You get an A+ on this post!
Colleges are not “educating” most of these kids, they are processing them. They pull in students who would not have sniffed admission a generation ago, stick them in high priced remedial classes that repeat failed high school work, and run the whole thing through the student loan machine.
The kid is in deep debt before he has earned a single true college credit. While he is treading water, he is dropped into a campus environment that is politically one way, top to bottom, and he learns very fast which way he is supposed to talk if he wants grades, friends, and peace. Parents send off a kid who may be conservative or at least open minded and they get back a stranger who has the party line down pat and a loan balance he may never escape.
This is not an accident and it is not compassion. It is a business model that monetizes academic failure and then uses those same underprepared kids as raw material for a political project. For the student and for the country that is not higher education, that is capture.
Are there any legal consequences for sponsoring crises on campuses leading to riots?
Based on how you worded that, I honestly can’t answer it. You’ve got to be more specific. What exactly do you mean by ‘sponsoring a crisis,’ and what exactly do you mean by ‘leads to a riot’? Be clear.
Can’t? Nor should you try. You are not a lawyer and have no experience in higher Ed.
“Colleges are not “educating” most of these kids, they are processing them” What a misinformed and uneducated comment. So they issue no degrees, just mind tinkering. Tell that to the millions who graduate. You are absolutely wrong on so many levels. You’re just repeating rightist media’s BS, hook, line and sinker. Do some real research for once.
Your last paragraph about the business model is true and is an example of what liberals are doing to higher education. They live in ivory towers and love to wear their “colors” at graduation ceremonies as if to say they are part of the ruling class. There is an old adage that says, “those who can “do”, and those who can’t “teach”. That’s so prevalent these days. . .pushing them through their 4 years of college so as not to get their parents in an uproar.
I stopped supporting my alma mater, one of the worst, years ago. They don’t miss me.

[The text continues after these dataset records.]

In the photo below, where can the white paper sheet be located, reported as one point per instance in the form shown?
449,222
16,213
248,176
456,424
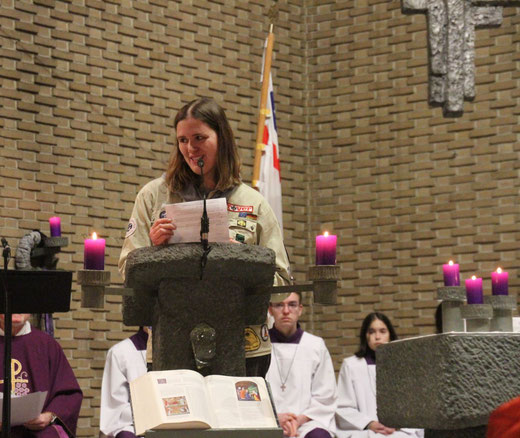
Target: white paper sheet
186,216
24,408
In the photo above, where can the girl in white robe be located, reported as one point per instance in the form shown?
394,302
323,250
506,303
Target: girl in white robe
356,415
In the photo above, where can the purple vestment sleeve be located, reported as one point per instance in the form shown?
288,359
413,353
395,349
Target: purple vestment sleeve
42,366
126,434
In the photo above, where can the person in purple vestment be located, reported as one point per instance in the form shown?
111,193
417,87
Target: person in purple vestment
39,364
126,361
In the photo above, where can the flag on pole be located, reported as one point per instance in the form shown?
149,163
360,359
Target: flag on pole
269,181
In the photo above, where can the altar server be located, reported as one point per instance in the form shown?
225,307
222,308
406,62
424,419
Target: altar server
301,374
39,364
356,416
126,361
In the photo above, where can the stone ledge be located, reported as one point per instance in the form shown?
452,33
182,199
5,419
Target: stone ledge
447,381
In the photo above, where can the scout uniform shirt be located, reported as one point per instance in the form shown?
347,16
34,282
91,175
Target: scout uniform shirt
251,221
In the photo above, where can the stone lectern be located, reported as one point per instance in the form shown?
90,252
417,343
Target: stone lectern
447,384
199,323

I did years ago also. Sad.
I read this and I wonder about the conservative commentators and podcasters who persist is “looking at colleges” for their kids. Why do they see this (and know this) and still want to send our kids to indoctrination? Hillsdale College in Michigan seems to be the only option for higher education.

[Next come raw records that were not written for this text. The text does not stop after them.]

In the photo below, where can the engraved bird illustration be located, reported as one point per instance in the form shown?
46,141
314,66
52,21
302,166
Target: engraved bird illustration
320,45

I agree that Hillsdale is probably the best option, but not the only one. Another, which seems to have worked for one young person I know, is to spend a few years in the military, or at a good community college, or working, before attending a college. We all know that human brains do not become fully functional until age 25 or so (a bit less for females) so this avoids exposing them to the Marxist indoctrination machine while their minds are still full of mush.
For sure, we have had family members in the military and made better people of them.

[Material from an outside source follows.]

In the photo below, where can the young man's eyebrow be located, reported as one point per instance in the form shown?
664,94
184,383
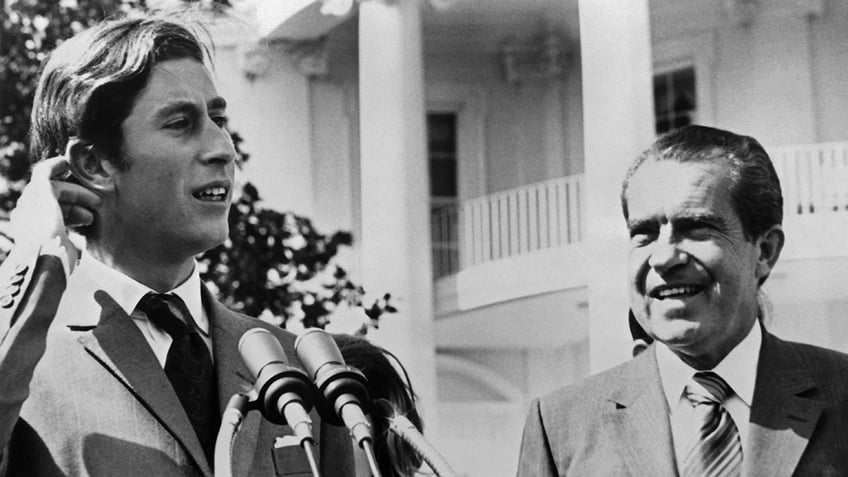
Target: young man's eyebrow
190,106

Marxist indoctrination? You buy into that propaganda? Listen, its 2026, not 1950. Its obvious you have no idea what’s going on in modern education, emphasis on modern, education, just read rightist headlines and think you are informed. When did you graduate, 1930? Again, its 2026.
LOL
Hillsdale? Seriously? A degree from them does not prepare anyone for a future employment. Its just a conservative degree mill.
Nor does a degree from Harvard or Yale, leftwing indoctrination centers.
And you know that as a fact?
Sounds like gerrymandering eh?
Stop grants. Not possible.
American Association of University Propagandists eschews diversity in favor of radical Marxist tropes cooked up in Moscow, Sorosville and the DNC. Given the virulence of their attacks on the US government and private enterprise, it is time for them to sever all ties of financial dependence upon both. Zero out all government grants to their universities and to the students who attend their universities. Stop soliciting contributions from the corporations they deem anathema.